Opinion Author: Shaila Mahmud Comments
GLOBAL

The Paris Climate Conference last December, set the highly ambitious and universal long-term global goal to keep warming not just “well below 2 degree Celsius” but also “to pursue efforts” to limit the average world temperature rise to 1.5 degree Celsius above pre-industrial (late 19th century) levels. This raises the critical question: How dramatic will the impacts be for an additional half degree rise? And, who will face the consequences?

As we are already one degree above the pre-industrial levels, we can see the significant climate impacts all over the globe: sea-level rise, salinity of river water, intense heat waves and unpredictable weather fluctuations and higher precipitation rate. It is foreseeable that limiting the global temperature rise to 1.5 degree Celsius will be twice as hard as keeping it below 2 degree Celsius if not more. The Paris Agreement (PA) is often considered as the hard earned “ray of hope” for The Least Developed Countries (LDCs) and the Small Island Development States (SIDS) as they are most vulnerable to climate change. Therefore, Bangladesh, a member of the LDCs has welcomed the historical PA as a climate action for a better future. So how essential is it for a country like Bangladesh? Is it worth pushing for?

In Paris, delegates called on the UN's Intergovernmental Panel on Climate Change (IPCC) to report on the implications of a 1.5 degree Celsius target by the year 2018. The report will demonstrate improved policies on more strict emission pathway to achieve the target. So what it would be like in both 2 degree Celsius and 1.5 degree Celsius?

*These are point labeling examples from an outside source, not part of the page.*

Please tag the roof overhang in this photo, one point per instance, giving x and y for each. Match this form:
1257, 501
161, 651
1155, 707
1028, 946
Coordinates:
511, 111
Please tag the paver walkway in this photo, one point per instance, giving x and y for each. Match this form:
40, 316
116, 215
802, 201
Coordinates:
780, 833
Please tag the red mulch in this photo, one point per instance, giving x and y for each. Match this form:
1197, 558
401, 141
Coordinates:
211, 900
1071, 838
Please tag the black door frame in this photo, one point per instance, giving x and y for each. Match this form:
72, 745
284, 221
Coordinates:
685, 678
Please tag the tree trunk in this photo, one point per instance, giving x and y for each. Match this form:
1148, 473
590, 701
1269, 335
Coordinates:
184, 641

The comprehensive assessment of the differences in impacts between 1.5 degree Celsius and 2 degree Celsius, undertaken as part of the review of the long – term global goal of the UNFCCC concludes that a 2 degree Celsius cannot be a safer limit for warming. It is only now that the scientists have started to describe how a world with 1.5 degree Celsius warming would look like. Research published this April in Earth System Dynamics analysed the climate models used in IPCC's Fifth Assessment Report, where they considered 11 different indicators including extreme weather events, water availability, crop yields, coral reef degradation and sea-level rise to project impacts at 1.5 degree Celsius and 2 degree Celsius warming at the regional level. According to the study's lead author Carl-Friedrich Schleussner, they found “significant differences” in all the impacts including inundation (due to sea-level rise and glacier melting), unavailability of fresh water, issue of food security, unbearable heat waves in summer and unpredictable precipitation rate. The impacts are projected to be more severe and pervasive for the countries already spotted as most vulnerable to climate change.

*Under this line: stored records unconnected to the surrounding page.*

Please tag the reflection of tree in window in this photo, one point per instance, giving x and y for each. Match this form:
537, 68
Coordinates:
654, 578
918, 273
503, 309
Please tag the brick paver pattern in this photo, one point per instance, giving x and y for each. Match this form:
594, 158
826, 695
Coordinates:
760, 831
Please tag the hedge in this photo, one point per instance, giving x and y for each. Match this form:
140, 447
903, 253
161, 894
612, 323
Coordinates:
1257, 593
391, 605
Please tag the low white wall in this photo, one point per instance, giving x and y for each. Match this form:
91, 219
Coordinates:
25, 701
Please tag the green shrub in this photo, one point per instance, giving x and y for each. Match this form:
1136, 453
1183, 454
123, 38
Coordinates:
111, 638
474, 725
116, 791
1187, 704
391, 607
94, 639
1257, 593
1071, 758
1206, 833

Bangladesh is identified as one of the six most affected areas in the world by this year's Global Climate Risk Index (CRI). So, the country is anticipated to face extreme events like rising sea-levels, intense tropical cyclones, drought and floods and extreme heat waves by the end of this century. A fifth of Bangladesh consists of low-lying coastal zones where the land is typically 10 meter above the sea-levels. It is predicted that even a meter increase in sea-level may cause a loss of 16 percent of the country's low-lying areas under water, making around 30 million people homeless. Earth System Dynamics assessed that by 2100 sea-levels will rise about 50cm in a 2 degree Celsius warmer state, which is 10cm more than what it would be if global average temperature rises by 1.5 degree Celsius. Schleussner also stated that the “sea level rise will slow down” during the 21st century only in the 1.5 degree Celsius scenario.

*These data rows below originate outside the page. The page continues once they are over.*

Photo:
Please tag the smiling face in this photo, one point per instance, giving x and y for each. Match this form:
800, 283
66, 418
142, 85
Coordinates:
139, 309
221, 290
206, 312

The consequences of global warming are evident in Bangladesh. Last summer, the country recorded its highest temperature of 42.4 degree Celsius in 54 years. If earth's average temperature upsurge is at 2 degree Celsius rise, the summer seasons will prolong from 1.5 to 3 months globally. Also increase in heavy precipitation intensity is anticipated due to warming; it will affect the high latitude (>45°N) and monsoon regions (Bangladesh is a tropical monsoon region) most; i.e. wet countries will become wetter and dry countries drier. Schleussner and others showed in the research how South Asia (in which Bangladesh belongs) alone will face 10 percent increase in heavy precipitation intensity in a 2 degree Celsius warmer world and a much less severe increase of 7 percent in a 1.5 degree Celsius setting.

William Hare, a senior scientist and CEO at Climate Analytics who also took part in the Earth System Dynamics research stated that highly vulnerable countries to climate change would face the most severe of impacts for temperature rises between 1.5 degree Celsius and 2 degree Celsius. The Paris Agreement goes into effect only when 55 nations (the rich and developed ones), accounting for at least 55 percent of total global greenhouse-gas emissions, ratify it. With the announcement of ratification of the Paris Agreement by the United States and China, the world's two biggest economies and biggest emitters of greenhouse gases, it opens a new window of “opportunities" to the pathway of achieving the global long-term temperature rise goal of 1.5 degree Celsius.